Ahora la acción, con ella el tiempo. Un sujeto, por convención el narrador lo llamará D., entra en la escena, digamos que caminando. Trae en sus hombros la mochila del movimiento y de Cronos en él. Es un inquisidor inconsciente, una trituradora, una carga de dinamita, un ordenanza y, por qué no, un exorcista. De sus pasos nace el devenir, nace el tiempo, y la mitopoyesis que provocaban los cadáveres es impotente de perpetrar su alma. Incluso pareciera que carece de respiración, o que padeciera de un santo resfriado redentor, porque no se mosquea ante el vaho pútrido de los nacidos post-mortem a su alrededor.
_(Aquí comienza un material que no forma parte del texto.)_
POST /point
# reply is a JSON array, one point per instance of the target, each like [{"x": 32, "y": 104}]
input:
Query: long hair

Sus facciones no representan su condición de verdugo. Flaco, no muy alto, cabizbajo, vestido con un gastado traje que aún deja atisbar un pasado albo, o de ese color que las mujeres llaman marfil y que el ojo masculino es incapaz de diferenciar de sus hermanos tiza, manteca, etc. En su cara sólo hay cansancio, el de un hombre que realiza una tarea, el de un dios de oficina que se limita a cumplimentar destinos, el de un viento que se ve a sí mismo soplando. Camina, y como un rey huno va sembrando acaeceres a sus pasos. Camina y brotan los devenires, se rompe la mágica estática del no tiempo, del no movimiento, de esa imagen que era una negación que era una imagen que era una negación que era una imagen…
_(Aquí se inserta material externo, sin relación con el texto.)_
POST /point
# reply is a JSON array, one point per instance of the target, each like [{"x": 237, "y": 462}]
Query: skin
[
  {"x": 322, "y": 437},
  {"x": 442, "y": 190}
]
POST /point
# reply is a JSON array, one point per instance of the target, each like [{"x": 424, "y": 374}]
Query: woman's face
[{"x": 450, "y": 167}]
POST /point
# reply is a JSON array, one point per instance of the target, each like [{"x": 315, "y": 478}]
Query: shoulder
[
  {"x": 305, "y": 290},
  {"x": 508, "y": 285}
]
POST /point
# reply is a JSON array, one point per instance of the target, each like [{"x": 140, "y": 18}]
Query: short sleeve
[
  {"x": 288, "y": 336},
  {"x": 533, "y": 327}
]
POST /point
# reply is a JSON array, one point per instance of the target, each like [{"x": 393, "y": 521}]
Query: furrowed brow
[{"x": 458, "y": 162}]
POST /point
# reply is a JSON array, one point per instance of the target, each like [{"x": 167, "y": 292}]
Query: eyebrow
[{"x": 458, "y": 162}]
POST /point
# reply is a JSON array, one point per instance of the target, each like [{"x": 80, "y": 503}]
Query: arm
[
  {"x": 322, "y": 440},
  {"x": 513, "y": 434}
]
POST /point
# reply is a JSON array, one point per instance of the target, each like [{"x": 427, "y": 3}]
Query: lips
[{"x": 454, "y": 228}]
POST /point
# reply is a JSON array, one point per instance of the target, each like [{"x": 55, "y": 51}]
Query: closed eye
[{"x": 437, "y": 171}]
Las fotografías-cadáveres abandonan su estado de inercia inmóvil, son devueltos al curso del tiempo, son arrastrados por el río. Se abren como flores y se mueven como peces, se revuelven como mares y son devueltos a la tierra y al aire. La perfección sagrada del equilibrio se quiebra, las moscas, animal epifánico si los hay, aparecen gritando bz, los gusanos blancos comienzan su silenciosa labor, los hongos crecen y se ahogan en su soledad intrínseca, los cuerpos crujen y rechinan, se agolpan por dentro, se secan y segregan jugos fétidos, por toda respuesta al llamado del destino. ¿Muss es sein? ¡Es muss sein! Chanananán y toda la cursilería sinfónica que siempre viene al caso. Los pasos son el llamado. Retumban, hacen eco en las paredes remotas del fin del universo y vuelven. ¿Tiene que ser? ¡Tiene que ser!, que sea pues. El impávido enterrador, se desplaza. El resto no sólo no se calla, sino que grita: es, es, es, soy, somos, estamos. ¡Es, Es, Soy, Somos, Estamos! ¡Viva el fin de la potencia, basta de ser susceptibles-a! Los cadáveres se pudren finalmente y ya son póstumos. Las moscas regresan a la dimensión incomensurable de donde provienen, esa que no es este mundo, los gusanos regresan también a la tierra, los hongos sacan a relucir sus falos a la superficie. El hedor se apaga y acaba por entrar en un respetuoso mutis. D, el inhumano inhumador, el otorgador del órden, el limpiador de demonios y quien da lógica al más bello caos, se pierde, digamos, caminando.